Benchmark Runs (Tests)

Benchmark runs (Tests) are conducted as follows. Each item in a set (e.g. Nuclei Level 1 or Onsets Level 3) is presented n times (usually, n = 4). Items are selected at random without replacement until each item has been presented n-times. Talkers and contexts are selected at random without replacement for a given run. For example, if the stimulus set is Onsets Level 3, there are 33 items on the screen. Each item would be presented 4 times for a total of 132 trials. The exact combinations of talkers and contexts are chosen randomly for each such test.
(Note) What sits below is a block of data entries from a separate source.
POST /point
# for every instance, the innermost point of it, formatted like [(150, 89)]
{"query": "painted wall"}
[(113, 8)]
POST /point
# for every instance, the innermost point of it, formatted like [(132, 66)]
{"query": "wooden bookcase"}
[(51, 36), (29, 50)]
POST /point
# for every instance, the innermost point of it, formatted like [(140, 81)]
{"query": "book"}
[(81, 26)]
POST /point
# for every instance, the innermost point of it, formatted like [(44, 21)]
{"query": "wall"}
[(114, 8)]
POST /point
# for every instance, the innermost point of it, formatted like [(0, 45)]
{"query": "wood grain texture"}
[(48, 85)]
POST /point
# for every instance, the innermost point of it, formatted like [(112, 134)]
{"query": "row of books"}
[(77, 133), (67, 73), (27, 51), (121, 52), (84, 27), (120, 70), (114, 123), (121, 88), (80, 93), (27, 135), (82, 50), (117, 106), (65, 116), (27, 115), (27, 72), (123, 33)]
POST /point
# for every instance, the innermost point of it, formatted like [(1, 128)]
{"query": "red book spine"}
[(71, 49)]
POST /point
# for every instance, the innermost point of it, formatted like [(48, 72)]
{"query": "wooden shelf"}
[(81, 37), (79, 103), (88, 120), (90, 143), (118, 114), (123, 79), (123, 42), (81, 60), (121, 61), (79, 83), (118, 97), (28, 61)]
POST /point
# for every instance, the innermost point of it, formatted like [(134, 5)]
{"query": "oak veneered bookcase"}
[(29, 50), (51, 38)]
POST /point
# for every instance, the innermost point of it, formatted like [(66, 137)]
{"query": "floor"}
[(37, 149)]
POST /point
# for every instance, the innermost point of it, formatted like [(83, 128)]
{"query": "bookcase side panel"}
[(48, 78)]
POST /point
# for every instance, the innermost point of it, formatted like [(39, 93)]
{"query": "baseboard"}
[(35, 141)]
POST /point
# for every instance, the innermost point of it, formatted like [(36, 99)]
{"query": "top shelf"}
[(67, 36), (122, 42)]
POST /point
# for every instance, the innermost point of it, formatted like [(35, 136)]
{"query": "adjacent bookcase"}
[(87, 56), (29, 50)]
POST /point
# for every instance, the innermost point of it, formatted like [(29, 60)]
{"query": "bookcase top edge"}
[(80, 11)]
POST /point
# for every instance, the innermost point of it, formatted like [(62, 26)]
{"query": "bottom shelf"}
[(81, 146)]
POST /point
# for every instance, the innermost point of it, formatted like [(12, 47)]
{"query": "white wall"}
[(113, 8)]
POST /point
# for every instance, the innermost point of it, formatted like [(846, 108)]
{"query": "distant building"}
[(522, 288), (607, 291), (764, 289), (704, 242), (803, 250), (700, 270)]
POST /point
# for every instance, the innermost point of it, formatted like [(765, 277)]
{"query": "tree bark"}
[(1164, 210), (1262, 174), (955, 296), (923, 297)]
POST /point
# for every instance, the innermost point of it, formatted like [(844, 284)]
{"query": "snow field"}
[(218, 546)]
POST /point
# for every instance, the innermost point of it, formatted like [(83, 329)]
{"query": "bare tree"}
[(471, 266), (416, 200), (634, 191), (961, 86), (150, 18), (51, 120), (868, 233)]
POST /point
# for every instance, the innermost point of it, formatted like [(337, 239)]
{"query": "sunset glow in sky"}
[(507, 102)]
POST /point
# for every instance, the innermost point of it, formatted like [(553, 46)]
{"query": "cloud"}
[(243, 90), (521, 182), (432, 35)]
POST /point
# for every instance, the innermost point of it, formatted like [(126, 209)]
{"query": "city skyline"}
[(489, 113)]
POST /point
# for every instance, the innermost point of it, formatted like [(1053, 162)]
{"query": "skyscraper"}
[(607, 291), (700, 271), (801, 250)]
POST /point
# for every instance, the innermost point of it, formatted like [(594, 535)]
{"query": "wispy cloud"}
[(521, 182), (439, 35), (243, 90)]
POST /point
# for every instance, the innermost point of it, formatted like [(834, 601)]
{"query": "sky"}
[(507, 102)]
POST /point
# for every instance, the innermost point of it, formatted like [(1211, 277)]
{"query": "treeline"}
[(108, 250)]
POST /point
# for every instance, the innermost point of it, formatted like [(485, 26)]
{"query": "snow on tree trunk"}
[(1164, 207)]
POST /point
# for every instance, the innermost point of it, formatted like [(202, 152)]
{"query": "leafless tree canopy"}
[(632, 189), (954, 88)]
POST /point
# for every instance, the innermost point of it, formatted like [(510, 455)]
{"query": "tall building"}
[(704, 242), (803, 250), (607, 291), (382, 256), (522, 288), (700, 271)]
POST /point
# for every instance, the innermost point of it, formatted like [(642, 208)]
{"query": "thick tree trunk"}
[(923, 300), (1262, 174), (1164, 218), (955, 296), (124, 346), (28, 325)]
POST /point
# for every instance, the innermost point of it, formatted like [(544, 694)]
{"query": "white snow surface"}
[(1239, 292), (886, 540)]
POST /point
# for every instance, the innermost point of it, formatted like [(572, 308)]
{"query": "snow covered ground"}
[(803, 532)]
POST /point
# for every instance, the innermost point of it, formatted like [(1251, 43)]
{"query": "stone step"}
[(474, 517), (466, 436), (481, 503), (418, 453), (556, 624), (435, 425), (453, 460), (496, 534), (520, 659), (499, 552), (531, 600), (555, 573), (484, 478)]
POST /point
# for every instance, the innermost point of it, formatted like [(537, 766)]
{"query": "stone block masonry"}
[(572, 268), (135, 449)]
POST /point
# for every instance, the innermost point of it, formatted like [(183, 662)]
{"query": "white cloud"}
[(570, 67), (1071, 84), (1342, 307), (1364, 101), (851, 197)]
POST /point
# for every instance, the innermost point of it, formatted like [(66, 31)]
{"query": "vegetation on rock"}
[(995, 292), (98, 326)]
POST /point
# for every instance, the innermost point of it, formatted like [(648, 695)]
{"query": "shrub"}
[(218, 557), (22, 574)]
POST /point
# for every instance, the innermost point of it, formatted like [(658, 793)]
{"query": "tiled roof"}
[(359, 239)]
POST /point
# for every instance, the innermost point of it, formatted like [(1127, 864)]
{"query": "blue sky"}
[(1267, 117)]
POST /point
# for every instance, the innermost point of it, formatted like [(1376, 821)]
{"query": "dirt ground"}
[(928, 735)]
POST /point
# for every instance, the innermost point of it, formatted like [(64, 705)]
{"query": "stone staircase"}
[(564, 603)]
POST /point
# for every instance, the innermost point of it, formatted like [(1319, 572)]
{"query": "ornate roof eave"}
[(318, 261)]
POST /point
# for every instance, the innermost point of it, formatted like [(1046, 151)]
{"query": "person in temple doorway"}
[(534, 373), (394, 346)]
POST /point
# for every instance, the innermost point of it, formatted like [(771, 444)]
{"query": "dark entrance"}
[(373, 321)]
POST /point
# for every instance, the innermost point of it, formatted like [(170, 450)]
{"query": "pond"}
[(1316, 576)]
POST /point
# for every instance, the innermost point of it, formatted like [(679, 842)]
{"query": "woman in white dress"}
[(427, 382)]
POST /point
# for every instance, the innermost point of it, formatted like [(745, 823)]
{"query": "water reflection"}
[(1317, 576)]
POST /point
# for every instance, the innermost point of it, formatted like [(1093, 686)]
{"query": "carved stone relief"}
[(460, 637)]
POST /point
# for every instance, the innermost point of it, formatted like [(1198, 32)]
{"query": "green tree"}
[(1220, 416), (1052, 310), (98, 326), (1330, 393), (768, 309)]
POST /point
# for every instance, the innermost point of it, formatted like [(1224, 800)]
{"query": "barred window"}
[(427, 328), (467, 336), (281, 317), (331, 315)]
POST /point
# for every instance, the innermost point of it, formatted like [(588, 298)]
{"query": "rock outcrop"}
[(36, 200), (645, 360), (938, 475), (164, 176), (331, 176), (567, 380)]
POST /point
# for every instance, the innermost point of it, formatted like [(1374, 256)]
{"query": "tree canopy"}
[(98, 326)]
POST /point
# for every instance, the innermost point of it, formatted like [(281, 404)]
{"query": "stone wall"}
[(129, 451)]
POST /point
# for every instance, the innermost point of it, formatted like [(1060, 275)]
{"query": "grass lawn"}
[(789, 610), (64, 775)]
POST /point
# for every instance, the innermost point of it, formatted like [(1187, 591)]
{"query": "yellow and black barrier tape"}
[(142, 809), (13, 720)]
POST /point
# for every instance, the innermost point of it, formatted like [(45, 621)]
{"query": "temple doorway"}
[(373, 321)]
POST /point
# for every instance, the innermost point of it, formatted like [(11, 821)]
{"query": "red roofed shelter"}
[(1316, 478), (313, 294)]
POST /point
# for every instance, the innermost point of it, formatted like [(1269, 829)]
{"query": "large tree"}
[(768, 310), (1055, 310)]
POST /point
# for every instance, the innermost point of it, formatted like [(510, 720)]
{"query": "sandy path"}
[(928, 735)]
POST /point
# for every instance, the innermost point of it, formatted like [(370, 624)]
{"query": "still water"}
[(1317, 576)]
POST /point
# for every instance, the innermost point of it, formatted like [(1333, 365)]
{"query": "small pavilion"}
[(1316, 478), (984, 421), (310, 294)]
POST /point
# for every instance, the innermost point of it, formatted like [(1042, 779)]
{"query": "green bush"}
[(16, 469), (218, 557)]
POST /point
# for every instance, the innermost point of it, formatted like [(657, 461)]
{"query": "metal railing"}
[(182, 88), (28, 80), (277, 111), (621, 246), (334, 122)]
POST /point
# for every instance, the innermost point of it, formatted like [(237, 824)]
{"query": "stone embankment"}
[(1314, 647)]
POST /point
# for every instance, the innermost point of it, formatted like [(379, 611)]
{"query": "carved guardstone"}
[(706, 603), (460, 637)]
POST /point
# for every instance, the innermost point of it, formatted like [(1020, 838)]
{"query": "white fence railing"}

A benchmark run always begins with all items assigned to an Item Mastery Score of 50. The Item Mastery Score is defined in the section entitled “Adaptive Item Selection” below. See also the section entitled, “List of Five Performance Measures for Constituent Tests and Training.”

Training Runs

The number of trials in a training run is n times the number of response items (usually, n = 4). However, items are not presented equally often. Rather, Adaptive Item Selection (AIS, patent pending) is used as described below. By this method, items of intermediate difficulty are presented with greater probability than others. Talkers and contexts are always selected at random. At the beginning of a series of training runs, each item has the Item Mastery Score (IMS) it had at the end of the preceding benchmark run. Thereafter, the IMS’s are carried forward from one training run to the next. When a new benchmark run is inserted, all items are returned to an IMS value of 50 and the process is started over. By inserting a Benchmark run after every few training runs the possibility that an item would be incorrectly trapped at 100 (Very Easy) or at 0 (Very Difficult) is eliminated.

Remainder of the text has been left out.